The lawyers were angered by recent actions by police chiefs Joseph Boinnet and George Kinoti who ignored orders to produce self-styled National Resistance Movement General Miguna Miguna in court, instead of deporting him to Canada in collaboration with the Immigration Department.
“We are hoping the march will pass a message that we have had enough of disrespect for court orders.

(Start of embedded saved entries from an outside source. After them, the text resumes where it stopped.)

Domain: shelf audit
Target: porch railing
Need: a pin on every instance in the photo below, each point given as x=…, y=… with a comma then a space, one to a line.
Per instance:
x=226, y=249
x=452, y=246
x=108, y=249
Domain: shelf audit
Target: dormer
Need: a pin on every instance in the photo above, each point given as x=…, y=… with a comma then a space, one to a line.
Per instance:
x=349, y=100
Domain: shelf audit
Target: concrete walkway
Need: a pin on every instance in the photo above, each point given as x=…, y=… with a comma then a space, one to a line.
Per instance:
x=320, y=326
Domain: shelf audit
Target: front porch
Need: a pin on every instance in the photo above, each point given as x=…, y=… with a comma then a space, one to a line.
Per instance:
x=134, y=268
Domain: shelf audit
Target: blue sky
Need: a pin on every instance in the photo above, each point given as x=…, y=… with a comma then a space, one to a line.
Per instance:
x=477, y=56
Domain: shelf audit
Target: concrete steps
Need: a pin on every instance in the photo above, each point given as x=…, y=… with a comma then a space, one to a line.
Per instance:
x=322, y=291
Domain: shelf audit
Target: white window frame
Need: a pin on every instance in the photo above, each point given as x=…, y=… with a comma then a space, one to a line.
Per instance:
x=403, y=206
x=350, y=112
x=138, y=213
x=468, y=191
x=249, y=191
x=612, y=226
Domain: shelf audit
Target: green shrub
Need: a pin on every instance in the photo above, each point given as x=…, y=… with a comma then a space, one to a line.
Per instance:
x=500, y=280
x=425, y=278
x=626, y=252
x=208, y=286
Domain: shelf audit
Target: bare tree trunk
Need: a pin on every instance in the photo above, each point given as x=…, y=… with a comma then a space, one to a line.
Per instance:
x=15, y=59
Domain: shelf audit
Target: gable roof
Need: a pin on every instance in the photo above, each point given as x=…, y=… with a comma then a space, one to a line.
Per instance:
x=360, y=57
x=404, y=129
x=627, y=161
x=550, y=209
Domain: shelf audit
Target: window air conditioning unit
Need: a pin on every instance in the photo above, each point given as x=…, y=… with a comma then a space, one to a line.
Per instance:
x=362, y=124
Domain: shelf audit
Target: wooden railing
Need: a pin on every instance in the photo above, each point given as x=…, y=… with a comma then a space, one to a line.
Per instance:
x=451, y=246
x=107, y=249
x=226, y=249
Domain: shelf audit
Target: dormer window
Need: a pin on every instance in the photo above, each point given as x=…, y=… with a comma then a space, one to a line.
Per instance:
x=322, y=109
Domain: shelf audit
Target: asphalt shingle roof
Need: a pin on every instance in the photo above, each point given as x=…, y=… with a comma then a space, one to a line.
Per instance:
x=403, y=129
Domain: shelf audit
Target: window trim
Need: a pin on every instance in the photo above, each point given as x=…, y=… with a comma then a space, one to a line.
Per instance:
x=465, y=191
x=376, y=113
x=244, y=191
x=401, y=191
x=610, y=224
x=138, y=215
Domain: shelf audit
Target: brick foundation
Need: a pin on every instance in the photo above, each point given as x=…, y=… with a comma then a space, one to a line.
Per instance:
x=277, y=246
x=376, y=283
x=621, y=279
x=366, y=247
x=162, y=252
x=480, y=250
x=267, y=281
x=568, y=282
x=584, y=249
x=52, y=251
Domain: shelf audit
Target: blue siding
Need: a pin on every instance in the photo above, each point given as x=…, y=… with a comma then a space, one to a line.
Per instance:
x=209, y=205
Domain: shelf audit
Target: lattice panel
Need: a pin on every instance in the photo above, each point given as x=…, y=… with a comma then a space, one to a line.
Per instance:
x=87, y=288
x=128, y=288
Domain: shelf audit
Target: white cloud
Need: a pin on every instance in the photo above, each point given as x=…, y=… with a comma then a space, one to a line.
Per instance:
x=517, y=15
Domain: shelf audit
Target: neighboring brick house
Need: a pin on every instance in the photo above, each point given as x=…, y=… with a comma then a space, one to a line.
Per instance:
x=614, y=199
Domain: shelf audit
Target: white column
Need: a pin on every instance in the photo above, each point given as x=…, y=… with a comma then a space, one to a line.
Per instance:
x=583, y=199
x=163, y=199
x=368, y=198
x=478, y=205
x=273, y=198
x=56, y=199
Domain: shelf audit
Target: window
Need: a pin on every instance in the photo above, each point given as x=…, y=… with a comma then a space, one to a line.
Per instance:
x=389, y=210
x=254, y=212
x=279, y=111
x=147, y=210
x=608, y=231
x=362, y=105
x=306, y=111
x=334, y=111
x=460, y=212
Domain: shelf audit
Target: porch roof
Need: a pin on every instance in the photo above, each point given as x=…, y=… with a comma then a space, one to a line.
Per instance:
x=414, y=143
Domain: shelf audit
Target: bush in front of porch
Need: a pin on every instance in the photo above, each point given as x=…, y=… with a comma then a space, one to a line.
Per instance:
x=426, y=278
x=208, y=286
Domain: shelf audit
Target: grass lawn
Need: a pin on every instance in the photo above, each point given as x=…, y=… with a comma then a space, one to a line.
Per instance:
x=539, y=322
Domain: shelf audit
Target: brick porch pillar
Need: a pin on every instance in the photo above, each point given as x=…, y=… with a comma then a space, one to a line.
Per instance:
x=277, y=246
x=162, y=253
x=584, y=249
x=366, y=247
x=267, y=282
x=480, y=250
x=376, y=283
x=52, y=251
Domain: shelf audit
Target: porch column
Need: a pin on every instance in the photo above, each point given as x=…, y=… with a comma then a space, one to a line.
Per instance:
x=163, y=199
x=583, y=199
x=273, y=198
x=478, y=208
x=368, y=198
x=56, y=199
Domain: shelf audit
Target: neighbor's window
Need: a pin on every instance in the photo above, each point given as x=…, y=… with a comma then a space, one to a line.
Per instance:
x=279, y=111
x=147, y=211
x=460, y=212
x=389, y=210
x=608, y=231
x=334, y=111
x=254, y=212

We want the message to go out to the government, political parties whether it is the Jubilee or the NASA coalition,” Kanjama asserted.
Other lawyers present included Senator James Orengo, MP Otiende Amollo, and Nelson Havi.
The High Court has since nullified the deportation order signed by Interior Cabinet Secretary Fred Matiangi and ordered that Miguna’s Kenyan passport be presented in court within a week.
Justice Luka Kimaru faulted the State for deporting Miguna, declaring a deportation order issued by the Interior Cabinet Secretary null and void.
Justice Kimaru also found National Police Service Inspector General Joseph Boinnet and the Directorate of Criminal Investigations chief George Kinoti to have treated the court with contempt for failing to produce Miguna in court on Tuesday last week, as directed.
He said the circumstances under which the police surrendered Miguna to immigration officials for deportation were a clear demonstration of collusion to defeat the ends of justice.
The judge ordered Boinnet and Kinoti to make a written undertaking within seven days pledging to comply and give effect to court orders so as to purge their contempt.
The immigration department was also directed to surrender Miguna’s Kenyan passport to the court within seven days.